With respect to actual figures, they were worth $10b more as at yesterday. Total revenue was $2.3b versus $2.16b expected- Wall Street was expecting $2.28b. Netflix earnings stood at 12 cents, and profit of $52 million, surpassing projections of 5 cents.
Netflix is expected to announce more exclusive shows well into 2017 and subscriber base is expected to increase in future.
International markets are key to Netflix’s operations and it hasn’t hidden that. While the Chinese market still proves difficult to break into due to regulatory bottlenecks other Asian and African markets have continued to show prospects. They’ll continue licensing shows to local partners in the Chinese market for now though.
In a conversation a while back, a friend was telling me of people in Nigeria who now prefer to leverage on the fast growing 4G and other broadband services to stream on demand instead of the monopolist pay TV structure that currently exists in the country. As competition among service providers heat up, it’s expected to eventually crash the cost of internet service which means more people subscribing to services like Netflix. At $9.99/4,500 Naira monthly, it’s quite affordable to most of the middle class in countries like Nigeria and other fast developing countries in Africa.

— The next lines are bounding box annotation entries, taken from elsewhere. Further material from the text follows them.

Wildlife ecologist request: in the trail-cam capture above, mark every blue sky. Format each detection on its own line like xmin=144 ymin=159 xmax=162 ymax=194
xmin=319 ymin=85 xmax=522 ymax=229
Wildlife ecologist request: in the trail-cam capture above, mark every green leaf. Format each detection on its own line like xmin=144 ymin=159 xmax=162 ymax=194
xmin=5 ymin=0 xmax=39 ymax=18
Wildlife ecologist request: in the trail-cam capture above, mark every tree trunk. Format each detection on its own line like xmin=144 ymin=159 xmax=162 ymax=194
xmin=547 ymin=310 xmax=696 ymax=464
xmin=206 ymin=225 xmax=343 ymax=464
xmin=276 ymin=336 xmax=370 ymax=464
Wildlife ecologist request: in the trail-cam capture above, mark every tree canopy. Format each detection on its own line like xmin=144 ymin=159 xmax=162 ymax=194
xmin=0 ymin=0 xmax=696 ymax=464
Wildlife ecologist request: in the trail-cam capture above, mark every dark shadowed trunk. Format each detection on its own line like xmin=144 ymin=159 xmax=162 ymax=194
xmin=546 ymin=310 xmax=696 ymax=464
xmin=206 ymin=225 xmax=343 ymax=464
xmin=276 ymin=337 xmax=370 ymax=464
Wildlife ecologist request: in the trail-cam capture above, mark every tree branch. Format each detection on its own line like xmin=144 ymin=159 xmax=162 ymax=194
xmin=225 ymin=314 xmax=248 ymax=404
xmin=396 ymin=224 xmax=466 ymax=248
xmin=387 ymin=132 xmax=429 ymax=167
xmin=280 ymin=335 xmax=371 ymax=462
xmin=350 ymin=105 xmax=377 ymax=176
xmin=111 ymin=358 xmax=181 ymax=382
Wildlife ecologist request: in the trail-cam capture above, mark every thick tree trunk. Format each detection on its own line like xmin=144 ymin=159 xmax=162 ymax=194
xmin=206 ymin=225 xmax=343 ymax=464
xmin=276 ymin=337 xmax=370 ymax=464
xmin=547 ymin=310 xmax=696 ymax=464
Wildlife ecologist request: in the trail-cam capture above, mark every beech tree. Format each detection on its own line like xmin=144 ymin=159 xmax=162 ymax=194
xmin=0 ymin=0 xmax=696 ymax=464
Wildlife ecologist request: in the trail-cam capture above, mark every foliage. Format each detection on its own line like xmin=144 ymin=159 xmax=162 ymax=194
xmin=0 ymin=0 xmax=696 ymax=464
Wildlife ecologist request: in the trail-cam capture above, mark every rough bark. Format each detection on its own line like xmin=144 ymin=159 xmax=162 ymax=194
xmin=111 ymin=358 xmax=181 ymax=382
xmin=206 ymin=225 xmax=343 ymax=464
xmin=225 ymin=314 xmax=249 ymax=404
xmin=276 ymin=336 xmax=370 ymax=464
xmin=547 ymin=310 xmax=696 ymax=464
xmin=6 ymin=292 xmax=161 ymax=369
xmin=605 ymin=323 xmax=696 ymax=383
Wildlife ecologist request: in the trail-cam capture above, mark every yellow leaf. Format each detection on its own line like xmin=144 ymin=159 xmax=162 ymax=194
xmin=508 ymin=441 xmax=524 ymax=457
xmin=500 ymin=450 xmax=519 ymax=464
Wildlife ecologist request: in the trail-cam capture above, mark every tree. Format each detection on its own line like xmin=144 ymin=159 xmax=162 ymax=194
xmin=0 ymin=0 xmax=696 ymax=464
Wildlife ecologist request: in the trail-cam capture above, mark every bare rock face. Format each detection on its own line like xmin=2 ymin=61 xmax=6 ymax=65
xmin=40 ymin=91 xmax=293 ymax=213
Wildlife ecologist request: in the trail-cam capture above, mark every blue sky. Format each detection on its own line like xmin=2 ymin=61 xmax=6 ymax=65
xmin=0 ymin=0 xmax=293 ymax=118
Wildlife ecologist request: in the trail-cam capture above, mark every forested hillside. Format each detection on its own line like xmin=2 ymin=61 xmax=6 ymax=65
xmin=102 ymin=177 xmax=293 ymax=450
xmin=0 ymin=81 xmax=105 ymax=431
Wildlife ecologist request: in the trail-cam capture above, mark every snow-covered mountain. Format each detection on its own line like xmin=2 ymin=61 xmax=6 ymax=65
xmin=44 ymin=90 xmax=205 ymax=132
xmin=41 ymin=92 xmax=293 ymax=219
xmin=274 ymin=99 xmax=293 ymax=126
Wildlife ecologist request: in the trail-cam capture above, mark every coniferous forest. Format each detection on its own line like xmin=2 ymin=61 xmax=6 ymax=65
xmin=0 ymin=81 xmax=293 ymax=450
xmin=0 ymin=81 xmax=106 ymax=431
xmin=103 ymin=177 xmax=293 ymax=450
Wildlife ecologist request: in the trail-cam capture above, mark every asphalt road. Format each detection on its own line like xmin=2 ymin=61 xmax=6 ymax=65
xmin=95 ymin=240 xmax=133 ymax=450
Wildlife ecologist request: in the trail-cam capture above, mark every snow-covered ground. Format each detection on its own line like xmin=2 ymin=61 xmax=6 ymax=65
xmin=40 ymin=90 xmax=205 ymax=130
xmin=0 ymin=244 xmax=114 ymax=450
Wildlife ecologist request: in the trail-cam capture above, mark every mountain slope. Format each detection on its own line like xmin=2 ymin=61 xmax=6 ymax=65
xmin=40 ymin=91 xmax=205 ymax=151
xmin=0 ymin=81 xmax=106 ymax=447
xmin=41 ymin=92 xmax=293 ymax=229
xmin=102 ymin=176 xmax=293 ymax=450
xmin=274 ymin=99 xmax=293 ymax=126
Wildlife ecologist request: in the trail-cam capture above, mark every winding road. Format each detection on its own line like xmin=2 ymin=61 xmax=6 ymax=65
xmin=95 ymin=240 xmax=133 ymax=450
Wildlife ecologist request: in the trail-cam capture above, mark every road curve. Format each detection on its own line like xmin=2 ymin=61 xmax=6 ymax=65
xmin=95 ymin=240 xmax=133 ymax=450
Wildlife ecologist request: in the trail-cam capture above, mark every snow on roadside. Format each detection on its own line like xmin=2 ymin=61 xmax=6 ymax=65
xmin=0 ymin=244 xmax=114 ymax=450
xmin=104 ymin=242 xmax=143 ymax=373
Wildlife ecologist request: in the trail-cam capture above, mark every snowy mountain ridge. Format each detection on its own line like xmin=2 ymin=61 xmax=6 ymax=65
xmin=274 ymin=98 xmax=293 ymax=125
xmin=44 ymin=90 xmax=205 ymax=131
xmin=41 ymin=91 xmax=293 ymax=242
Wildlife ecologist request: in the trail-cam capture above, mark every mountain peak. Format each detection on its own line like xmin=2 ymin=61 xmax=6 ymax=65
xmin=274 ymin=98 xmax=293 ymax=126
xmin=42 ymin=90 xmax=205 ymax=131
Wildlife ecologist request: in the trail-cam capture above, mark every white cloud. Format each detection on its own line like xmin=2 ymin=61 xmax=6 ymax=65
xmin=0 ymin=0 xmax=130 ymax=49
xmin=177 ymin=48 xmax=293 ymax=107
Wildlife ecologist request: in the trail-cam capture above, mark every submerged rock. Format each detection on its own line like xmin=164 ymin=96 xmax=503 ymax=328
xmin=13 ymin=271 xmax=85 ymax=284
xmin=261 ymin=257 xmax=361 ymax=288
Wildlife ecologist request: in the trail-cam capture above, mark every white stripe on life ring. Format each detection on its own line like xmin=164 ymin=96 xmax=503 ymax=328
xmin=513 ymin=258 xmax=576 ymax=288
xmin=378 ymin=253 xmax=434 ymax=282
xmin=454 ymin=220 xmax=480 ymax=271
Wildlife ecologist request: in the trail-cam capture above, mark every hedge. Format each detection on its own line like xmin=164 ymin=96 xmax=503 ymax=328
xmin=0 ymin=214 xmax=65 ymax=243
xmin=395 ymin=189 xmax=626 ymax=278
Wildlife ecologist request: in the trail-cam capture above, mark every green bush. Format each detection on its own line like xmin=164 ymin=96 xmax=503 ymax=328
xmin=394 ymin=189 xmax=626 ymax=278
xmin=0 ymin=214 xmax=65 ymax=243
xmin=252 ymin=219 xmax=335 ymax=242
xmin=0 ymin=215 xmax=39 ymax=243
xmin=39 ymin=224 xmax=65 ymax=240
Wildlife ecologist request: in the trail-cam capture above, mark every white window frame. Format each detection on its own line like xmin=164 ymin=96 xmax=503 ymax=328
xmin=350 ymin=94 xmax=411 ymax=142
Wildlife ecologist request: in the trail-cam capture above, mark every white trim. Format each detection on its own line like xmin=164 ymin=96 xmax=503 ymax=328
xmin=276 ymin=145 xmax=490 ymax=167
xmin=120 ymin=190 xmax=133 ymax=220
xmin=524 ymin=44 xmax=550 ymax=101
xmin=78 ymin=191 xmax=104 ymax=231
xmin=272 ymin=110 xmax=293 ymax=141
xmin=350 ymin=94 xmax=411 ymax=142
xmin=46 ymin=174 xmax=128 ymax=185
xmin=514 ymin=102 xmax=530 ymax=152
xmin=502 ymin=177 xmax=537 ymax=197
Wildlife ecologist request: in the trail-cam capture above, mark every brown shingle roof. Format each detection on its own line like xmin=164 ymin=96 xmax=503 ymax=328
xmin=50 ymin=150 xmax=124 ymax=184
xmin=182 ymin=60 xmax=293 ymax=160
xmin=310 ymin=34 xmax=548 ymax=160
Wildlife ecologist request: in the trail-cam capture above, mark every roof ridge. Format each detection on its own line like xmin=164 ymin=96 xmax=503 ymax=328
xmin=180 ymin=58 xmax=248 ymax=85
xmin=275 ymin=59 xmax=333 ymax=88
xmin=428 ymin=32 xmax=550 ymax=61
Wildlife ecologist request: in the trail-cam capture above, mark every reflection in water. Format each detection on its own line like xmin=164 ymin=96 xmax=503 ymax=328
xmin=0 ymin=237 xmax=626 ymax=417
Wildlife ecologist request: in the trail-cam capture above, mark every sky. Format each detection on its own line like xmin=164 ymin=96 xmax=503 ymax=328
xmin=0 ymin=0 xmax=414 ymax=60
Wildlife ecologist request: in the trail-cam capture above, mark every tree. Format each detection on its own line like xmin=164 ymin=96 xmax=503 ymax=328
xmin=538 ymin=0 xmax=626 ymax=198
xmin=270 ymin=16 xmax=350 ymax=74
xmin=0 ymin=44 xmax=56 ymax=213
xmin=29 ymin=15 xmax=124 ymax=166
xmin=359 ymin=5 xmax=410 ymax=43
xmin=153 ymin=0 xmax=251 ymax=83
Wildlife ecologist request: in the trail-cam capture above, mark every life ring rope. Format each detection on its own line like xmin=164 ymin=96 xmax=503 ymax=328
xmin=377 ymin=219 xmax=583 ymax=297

To buttress this, a report by Euromonitor says, consumer spending is expected to grow in major African cities well into the 2020s.
While Netflix may be growing its subscriber base it has local competition even across Africa which offer more streamlined content but with a growing list of exclusives, Netflix is still the leader and could strike such local exclusives in Africa too.
In all, it was a great third quarter for a company that saw its shares tumble about 13 percent to $85.84 in July after it reported less than expected number of new subscribers between April and June 2016. Only 1.7 million new subscribers were added.